Pixabay.comvon Dr. Götz Heinrich Loos

Kamen. Am Ende des Kirchenjahres gibt es in der Pauluskirche stets eine musikalische Andacht, die für Liebhaber geistlicher Musik mit mancherlei interessanten Werken aufwartet - so auch an diesem Ewigkeitssonntag, als die Evangelische Kantorei, die Jugendkantorei und ein Projektsingekreis unter Leitung von Kirsten Schweimler-Kreienbrink ein solches Programm vortrugen. Begleitet wurde die Chorgemeinschaft am Klavier von Svetlana Svoroba, die auch einige Werke solistisch spielte. Neben Werken von Romantikern (Mendelssohn, Mussorgskij, Tschaikowskij, Chopin, Debussy) waren es solche von Kirchenmusikkomponisten unserer Zeit (Wallrath, Quigley, Nagel, Christill, Klever) sowie Gesänge aus Taizé, die zu hören waren. Zwischendrin gab es Lesungen von Pfarrer Andreas Dietrich und fast abschließend einen Segen.
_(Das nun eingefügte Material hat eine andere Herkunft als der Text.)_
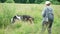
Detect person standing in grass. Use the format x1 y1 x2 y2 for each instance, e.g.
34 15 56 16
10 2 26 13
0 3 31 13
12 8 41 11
41 1 54 34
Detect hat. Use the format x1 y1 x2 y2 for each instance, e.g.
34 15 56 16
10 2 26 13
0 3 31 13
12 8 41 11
45 1 50 4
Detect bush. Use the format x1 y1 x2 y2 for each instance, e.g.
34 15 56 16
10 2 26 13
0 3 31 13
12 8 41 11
0 4 15 26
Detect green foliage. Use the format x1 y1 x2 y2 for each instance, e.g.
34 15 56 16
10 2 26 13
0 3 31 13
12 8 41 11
0 4 15 26
14 0 27 3
6 0 14 3
0 3 60 34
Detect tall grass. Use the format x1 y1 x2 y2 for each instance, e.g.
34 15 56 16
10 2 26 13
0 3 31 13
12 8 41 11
0 3 60 34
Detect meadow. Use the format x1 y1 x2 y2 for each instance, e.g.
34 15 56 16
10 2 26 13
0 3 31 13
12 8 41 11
0 3 60 34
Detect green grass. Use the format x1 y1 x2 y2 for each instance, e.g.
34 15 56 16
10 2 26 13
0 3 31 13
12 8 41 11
0 3 60 34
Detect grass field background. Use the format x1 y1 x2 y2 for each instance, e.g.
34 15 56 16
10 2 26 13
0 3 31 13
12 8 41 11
0 3 60 34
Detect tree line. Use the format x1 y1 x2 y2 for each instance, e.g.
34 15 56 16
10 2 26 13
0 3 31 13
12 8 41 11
0 0 60 4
Das erste Chorwerk war schon zutiefst beeindruckend: Klaus Wallraths Kanon „Herr, erhöre mein Gebet“ wurde äußerst professionell interpretiert; von seiner Anlage her ist es schon ein tief beeindruckendes, sehr emotional ansprechendes, tiefgehendes  Werk mit etwas konservativer Strukturierung, das die Chorgemeinschaft – alle drei oben erwähnten Chorgruppen – hier mit Perfektion, absoluter Synchronizität und beeindruckender Dynamik meisterte. Nicht minder beeindruckend, aber völlig anders in Struktur und Ausdruck, war Anne Quigleys „Da wohnt ein Sehnen tief in uns“ – abweichend durch eine größere, auf die Passung für die Stimmen ausgerichtete Freiheit in der Gestaltung – man könnte sagen, ein echtes Kirchenlied, auch für das Singen in Zeltlagern und dergleichen; dennoch sehr anrührend. Und hier interpretiert durch die vier jungen Damen der Jugendkantorei – die ihre Sache herausragend machten in Technik und Ausdruck, da war nichts Unsauberes zu hören, sondern eine bestens gelungene Einstudierung.
Alle drei Chöre meisterten dann den Taizé-Gesang „In te confido“ („Jesus Christus, auf dich vertraue ich“). Die Musik aus Taizé ist durch ihre multiple Motivwiederholung gekennzeichnet, die oft den Charakter eines in seinen einzelnen Parts schnell hintereinander folgenden Kanons hat und erzeugt dabei wunderbare, überirdische Klänge, die hier in bester Perfektion und Eindrücklichkeit vorgetragen wurden.
Svetlana Svoroba, Pianistin, die als Musikpädagogin sehr viele Projekte gemacht hat und macht (aber – das sei hier nicht verschwiegen – als „Tastenfachkraft“ der „Bullemänner“ wohl am bekanntesten ist), spielte Mussorgskijs „Une larme“ (= eine Träne) op. posth. 70/18 mit der gebotenen Melancholie, ebenso danach Tschaikowskijs „Chanson triste“ op. 40,2 mit der dem Komponisten eigenen Verzweifelungs-Traurigkeit, technisch perfekt und so gefühlvoll wie nötig.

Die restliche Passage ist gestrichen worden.